WASHINGTON — A new report from the Moran Co. for the Association for Accessible Medicines and its Biosimilars Council is projecting big savings to the federal government from biosimilars in the next 10 years. But the estimated $11.4 billion in savings would require the Centers for Medicare and Medicaid Services to revise the way it currently reimburses for biosimilar drugs.
Currently, CMS groups all biosimilars of a reference product under one billing code and payment rate. Such organizations as the National Association of Chain Drug Stores, CVS Health, Express Scripts and the Pharmaceutical Care Management Association, among others, recently wrote to CMS administrator Seema Verma calling on a change to the policy earlier this month.
The introduction of biosimilars in the EU market has led to a substantial and immediate reduction in the average price for the biosimilar and originator products,” the letter said. “A sustainable and robust biosimilars market, such as the EU market, is built upon creating incentives for manufacturers to continue to develop lower cost alternatives to costly originator biologics, like expanded patient volume and access.
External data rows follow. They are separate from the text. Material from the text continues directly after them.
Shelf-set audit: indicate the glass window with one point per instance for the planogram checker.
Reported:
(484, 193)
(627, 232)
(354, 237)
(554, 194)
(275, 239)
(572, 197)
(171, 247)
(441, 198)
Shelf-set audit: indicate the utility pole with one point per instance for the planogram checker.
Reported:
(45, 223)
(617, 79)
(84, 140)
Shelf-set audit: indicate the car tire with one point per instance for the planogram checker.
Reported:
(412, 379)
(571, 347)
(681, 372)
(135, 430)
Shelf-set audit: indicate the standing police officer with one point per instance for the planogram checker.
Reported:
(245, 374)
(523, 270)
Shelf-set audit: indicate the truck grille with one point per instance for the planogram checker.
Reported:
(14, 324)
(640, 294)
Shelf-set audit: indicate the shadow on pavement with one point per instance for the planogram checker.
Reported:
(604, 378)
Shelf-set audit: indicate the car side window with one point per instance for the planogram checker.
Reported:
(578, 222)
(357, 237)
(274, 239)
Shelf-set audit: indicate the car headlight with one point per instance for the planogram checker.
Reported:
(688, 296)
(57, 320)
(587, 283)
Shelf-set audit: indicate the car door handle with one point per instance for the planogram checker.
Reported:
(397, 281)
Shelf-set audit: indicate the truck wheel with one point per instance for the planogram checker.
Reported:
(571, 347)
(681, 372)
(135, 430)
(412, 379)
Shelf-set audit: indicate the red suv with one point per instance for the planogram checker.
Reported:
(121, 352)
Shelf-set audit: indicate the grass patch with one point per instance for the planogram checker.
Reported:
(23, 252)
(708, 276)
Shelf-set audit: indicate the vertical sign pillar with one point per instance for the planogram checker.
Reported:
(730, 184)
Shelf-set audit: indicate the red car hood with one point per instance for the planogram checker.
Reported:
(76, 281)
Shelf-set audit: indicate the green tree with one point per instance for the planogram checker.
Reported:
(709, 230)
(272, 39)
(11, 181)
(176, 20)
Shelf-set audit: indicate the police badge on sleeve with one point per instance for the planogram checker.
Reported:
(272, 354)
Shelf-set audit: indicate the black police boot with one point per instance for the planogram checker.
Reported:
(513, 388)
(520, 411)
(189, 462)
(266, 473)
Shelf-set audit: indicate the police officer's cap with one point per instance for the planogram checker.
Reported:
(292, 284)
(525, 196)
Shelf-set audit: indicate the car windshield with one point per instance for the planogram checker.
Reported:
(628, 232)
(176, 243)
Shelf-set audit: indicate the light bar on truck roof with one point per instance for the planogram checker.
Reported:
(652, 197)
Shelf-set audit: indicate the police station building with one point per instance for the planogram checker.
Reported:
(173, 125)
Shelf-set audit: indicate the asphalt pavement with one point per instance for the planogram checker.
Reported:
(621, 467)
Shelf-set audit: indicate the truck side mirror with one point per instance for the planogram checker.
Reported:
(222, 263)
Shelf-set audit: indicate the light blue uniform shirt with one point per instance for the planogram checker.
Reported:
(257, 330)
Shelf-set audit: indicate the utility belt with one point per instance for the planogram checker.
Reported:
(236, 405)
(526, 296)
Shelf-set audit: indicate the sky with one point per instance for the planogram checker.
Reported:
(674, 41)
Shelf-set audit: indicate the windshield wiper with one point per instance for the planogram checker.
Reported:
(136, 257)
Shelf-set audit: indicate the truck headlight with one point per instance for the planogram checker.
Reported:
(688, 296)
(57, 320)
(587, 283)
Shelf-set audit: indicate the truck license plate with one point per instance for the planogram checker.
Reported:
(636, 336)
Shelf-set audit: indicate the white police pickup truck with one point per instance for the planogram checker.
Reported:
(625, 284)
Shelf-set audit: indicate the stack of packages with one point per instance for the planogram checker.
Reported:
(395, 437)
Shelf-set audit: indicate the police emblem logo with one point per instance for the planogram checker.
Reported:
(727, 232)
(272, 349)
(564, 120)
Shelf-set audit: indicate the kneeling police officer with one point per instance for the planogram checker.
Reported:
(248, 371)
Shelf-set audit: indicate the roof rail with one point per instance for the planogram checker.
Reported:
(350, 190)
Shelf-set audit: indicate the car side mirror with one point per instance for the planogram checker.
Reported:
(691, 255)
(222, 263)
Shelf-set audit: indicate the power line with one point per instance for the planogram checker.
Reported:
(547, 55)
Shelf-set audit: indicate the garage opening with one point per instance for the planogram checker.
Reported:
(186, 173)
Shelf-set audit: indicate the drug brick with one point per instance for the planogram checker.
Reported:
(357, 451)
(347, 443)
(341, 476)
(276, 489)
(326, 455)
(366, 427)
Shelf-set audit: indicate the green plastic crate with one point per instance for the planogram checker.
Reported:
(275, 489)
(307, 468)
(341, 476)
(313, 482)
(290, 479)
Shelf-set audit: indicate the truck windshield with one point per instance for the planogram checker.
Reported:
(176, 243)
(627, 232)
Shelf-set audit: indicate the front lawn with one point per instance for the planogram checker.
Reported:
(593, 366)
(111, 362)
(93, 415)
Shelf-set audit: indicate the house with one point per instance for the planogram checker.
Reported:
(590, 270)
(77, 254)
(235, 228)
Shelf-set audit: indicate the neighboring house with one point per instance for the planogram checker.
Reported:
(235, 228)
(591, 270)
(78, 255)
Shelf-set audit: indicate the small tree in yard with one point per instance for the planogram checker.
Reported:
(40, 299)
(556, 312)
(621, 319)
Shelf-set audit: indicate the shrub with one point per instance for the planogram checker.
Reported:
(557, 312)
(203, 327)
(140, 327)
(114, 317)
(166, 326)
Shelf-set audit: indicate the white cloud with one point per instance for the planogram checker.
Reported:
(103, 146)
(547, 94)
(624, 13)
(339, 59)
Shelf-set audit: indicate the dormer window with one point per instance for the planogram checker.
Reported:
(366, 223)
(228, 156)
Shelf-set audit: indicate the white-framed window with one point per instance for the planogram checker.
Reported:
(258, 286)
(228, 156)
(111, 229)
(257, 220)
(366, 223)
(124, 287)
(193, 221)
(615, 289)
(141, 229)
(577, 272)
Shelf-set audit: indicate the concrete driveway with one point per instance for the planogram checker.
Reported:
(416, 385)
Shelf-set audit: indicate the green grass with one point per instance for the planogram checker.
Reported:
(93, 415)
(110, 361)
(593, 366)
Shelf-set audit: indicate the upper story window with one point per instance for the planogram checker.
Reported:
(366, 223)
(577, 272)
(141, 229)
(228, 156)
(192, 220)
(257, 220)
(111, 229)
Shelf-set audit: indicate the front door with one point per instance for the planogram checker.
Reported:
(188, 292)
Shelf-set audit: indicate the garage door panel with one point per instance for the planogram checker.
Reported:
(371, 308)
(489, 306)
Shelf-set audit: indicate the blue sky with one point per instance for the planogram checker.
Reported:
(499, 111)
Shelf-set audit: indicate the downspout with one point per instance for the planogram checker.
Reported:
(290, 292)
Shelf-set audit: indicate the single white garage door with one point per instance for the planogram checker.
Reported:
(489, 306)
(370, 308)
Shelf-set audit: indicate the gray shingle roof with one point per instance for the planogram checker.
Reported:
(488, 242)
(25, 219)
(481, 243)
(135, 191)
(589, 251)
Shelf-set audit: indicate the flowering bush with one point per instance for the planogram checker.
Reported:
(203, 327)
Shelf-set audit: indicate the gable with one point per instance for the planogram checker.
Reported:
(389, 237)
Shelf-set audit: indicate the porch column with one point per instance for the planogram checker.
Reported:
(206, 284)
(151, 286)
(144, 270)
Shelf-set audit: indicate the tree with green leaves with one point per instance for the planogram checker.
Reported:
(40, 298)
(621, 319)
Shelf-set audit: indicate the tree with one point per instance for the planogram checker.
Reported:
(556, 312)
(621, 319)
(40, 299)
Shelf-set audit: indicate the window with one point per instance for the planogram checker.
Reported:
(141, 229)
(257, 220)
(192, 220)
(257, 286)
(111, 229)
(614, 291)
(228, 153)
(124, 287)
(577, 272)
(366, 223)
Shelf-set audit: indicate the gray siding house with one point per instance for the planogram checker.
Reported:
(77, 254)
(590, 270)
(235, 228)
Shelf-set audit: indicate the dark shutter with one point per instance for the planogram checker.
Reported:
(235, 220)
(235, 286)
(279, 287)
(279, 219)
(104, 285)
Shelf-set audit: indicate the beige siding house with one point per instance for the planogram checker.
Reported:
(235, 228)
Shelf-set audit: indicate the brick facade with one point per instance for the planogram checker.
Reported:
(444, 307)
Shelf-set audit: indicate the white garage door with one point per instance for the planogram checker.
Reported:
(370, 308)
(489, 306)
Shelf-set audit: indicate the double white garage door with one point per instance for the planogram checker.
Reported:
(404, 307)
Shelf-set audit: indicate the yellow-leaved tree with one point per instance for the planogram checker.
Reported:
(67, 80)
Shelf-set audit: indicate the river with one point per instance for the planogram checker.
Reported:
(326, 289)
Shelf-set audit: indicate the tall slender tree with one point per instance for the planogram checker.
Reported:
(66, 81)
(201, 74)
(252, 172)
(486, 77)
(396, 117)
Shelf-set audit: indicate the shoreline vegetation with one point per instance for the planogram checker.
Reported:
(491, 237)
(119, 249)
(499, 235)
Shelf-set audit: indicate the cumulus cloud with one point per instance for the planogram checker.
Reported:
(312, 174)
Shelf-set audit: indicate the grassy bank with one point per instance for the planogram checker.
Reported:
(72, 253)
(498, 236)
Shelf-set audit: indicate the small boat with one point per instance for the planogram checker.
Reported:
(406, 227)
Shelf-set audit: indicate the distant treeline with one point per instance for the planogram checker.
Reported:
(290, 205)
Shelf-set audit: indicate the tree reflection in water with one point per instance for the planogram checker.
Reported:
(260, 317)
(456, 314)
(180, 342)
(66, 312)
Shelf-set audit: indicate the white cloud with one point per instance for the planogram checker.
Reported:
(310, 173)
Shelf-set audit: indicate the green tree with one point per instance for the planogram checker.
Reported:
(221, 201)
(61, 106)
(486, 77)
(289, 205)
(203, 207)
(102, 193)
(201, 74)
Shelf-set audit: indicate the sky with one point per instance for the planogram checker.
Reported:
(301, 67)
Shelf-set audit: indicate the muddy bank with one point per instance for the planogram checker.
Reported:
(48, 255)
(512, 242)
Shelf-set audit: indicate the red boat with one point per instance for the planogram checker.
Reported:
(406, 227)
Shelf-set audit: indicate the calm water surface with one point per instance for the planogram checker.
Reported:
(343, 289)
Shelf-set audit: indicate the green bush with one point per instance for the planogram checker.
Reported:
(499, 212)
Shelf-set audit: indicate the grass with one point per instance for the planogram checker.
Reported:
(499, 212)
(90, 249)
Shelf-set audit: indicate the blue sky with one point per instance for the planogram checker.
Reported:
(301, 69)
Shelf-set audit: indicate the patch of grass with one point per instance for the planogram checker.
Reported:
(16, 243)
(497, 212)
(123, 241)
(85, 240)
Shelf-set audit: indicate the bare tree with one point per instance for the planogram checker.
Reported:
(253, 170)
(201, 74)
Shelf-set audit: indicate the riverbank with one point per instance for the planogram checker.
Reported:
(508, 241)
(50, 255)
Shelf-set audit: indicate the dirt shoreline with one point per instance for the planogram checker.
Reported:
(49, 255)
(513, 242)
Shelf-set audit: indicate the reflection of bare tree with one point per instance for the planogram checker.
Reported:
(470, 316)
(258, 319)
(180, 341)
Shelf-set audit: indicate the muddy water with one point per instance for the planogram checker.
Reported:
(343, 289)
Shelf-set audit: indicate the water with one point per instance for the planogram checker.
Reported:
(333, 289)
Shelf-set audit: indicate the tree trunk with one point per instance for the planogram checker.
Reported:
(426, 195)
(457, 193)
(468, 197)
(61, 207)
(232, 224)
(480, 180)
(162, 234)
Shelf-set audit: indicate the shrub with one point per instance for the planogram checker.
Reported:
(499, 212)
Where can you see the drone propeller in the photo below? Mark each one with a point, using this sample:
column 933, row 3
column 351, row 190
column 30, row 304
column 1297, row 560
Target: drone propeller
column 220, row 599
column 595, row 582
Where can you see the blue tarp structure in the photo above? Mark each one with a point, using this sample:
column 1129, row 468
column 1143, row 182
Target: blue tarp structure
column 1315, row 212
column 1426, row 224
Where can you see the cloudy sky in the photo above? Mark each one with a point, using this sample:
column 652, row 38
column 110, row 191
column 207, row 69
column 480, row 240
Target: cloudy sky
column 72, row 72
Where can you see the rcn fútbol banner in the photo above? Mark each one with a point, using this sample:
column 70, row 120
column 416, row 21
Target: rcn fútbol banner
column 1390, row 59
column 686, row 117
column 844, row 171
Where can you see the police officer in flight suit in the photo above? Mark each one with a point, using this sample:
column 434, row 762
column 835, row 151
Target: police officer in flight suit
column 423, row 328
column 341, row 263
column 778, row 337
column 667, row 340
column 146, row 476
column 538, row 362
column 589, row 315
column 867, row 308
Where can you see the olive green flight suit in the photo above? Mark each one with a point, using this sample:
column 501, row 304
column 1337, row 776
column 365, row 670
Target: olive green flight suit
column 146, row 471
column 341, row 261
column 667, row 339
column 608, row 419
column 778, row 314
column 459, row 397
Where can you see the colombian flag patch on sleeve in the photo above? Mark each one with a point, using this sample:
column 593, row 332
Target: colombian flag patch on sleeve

Separate codes for non-interchangeable biosimilars help stimulate future competitors to the market.”
The Moran Co. report highlights that while the current policy would create short-term savings, they come at the expense of more savings in the long-term, potentially leading biosimilars manufacturers to exit the market over time or not enter it at all.
“Shifting biosimilar reimbursement to unique codes increases patient access to more affordable, life-saving medicine and lowers prescription drug spending,” Biosimilars Council executive director and AAM SVP policy and strategic alliances Christine Simmon said. “This policy is critical to the development of a thriving biosimilars medicine market. This new report highlights the significant cost savings possible for both patients and payers if CMS implements this recommendation.”